I’m also starting SM Stirling’s Black Chamber, which is an alternate history of WWI. I was lucky enough to get an ARC of it. So far, I’m really liking it.
I’m also reading the novel version of The Shape of Water. It was started as a separate project from the movie. It’s been an interesting read thus far. There is definitely more background included. If you liked the movie, I would recommend it.
Last one for now. I finished The Woman Left Behind by Linda Howard. Sometimes I love her stuff and sometimes it’s flat out ridiculous. It enjoyed this one. It’s about a technical expert who is embedded with a military squad. Minimal romance. It’s mostly about what you can achieve if you want to, and more importantly in this case, if you have to.
Just finished A Civil Contract, by Georgette Heyer. Not bad, but I didn’t enjoy it as much as I’d hoped. There was less conflict in it that I’d anticipated.
Next up: Pyramids, by Terry Pratchett.
I finished The Burglar Who Liked to Quote Kipling by Lawrence Block. Aaaaaand at the third retelling of the same base plot -burglar breaks in to a place where there’s a murder, burglar is framed for murder, burglar has to clear himself- the series is feeling a bit stale. I’ll give it a few more before deciding whether I want to continue or not. I DO like Bernie, but I don’t like Block’s habit of not telling the audience what the main character knows until he reveals it to the assembled suspects.
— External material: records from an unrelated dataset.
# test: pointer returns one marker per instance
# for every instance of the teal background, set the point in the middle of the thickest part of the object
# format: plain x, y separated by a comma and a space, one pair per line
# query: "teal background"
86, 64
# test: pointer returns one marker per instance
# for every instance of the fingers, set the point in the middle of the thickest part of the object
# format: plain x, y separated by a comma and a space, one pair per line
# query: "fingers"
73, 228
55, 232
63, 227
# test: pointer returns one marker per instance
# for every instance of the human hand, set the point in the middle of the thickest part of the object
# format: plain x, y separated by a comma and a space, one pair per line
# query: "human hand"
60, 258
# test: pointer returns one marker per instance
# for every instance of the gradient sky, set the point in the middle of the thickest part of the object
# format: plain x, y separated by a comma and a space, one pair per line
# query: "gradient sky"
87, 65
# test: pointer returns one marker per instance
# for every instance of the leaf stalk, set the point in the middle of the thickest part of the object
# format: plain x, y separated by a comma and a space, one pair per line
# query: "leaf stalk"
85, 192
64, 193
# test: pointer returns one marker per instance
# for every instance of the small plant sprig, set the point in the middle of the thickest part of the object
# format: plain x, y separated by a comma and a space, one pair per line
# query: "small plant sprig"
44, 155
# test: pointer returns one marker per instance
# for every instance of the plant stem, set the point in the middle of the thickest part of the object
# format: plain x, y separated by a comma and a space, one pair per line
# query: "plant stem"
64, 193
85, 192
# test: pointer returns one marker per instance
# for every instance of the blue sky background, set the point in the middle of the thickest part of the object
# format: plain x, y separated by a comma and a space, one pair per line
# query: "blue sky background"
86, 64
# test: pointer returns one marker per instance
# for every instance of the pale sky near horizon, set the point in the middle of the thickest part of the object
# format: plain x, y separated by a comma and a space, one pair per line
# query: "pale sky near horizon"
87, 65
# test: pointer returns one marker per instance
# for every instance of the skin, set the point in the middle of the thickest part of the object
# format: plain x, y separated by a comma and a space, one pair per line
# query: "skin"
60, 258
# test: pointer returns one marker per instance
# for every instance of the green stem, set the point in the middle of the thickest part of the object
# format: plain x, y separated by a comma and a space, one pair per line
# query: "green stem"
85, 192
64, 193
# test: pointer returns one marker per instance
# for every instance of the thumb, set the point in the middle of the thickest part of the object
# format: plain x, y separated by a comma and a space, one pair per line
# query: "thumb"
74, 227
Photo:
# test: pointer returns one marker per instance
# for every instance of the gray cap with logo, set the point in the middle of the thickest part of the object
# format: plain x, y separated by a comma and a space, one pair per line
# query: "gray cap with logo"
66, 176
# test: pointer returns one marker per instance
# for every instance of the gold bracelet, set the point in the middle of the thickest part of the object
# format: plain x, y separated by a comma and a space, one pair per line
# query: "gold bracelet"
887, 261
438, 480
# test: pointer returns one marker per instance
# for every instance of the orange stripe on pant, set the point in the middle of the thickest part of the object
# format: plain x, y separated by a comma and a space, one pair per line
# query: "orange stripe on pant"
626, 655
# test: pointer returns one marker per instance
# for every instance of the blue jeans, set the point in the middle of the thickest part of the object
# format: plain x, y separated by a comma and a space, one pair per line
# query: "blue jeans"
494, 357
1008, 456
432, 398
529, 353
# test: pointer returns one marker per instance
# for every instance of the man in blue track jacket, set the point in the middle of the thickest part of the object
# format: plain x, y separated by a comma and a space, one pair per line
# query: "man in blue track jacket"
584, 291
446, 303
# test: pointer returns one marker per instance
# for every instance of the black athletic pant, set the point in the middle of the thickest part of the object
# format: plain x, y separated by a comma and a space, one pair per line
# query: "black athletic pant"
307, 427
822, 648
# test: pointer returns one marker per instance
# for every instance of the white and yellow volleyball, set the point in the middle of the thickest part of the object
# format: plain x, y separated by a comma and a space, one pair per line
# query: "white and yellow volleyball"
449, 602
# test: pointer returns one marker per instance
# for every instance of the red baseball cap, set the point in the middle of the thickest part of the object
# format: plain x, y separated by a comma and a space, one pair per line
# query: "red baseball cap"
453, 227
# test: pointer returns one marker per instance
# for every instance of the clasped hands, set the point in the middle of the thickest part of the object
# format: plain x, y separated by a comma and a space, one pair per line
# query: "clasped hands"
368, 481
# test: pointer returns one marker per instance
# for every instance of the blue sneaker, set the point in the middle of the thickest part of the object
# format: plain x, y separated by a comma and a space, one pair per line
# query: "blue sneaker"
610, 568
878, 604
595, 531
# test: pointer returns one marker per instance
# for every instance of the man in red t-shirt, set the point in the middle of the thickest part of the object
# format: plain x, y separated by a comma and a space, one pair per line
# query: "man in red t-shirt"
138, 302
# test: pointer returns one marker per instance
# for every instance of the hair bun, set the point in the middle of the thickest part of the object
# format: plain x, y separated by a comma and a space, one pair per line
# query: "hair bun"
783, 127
The Personal History, Adventures, Experience and Observation of David Copperfield the Younger of Blunderstone Rookery (Which He Never Meant to Publish on Any Account)
I’ve read Fatherland. Liked it. Conclave is next up after Dictator.
Sorry?
I said, The Personal History, Adventures, Experience and Observation of David Copperfield the Younger of Blunderstone Rookery (Which He Never Meant to Publish on Any Account). Let’s pay attention here!
All right, gentlemen, don’t make me put you in separate corners!
I guess when you’re being paid by the word, it behooves you to come up with the longest title you can get on a dust cover.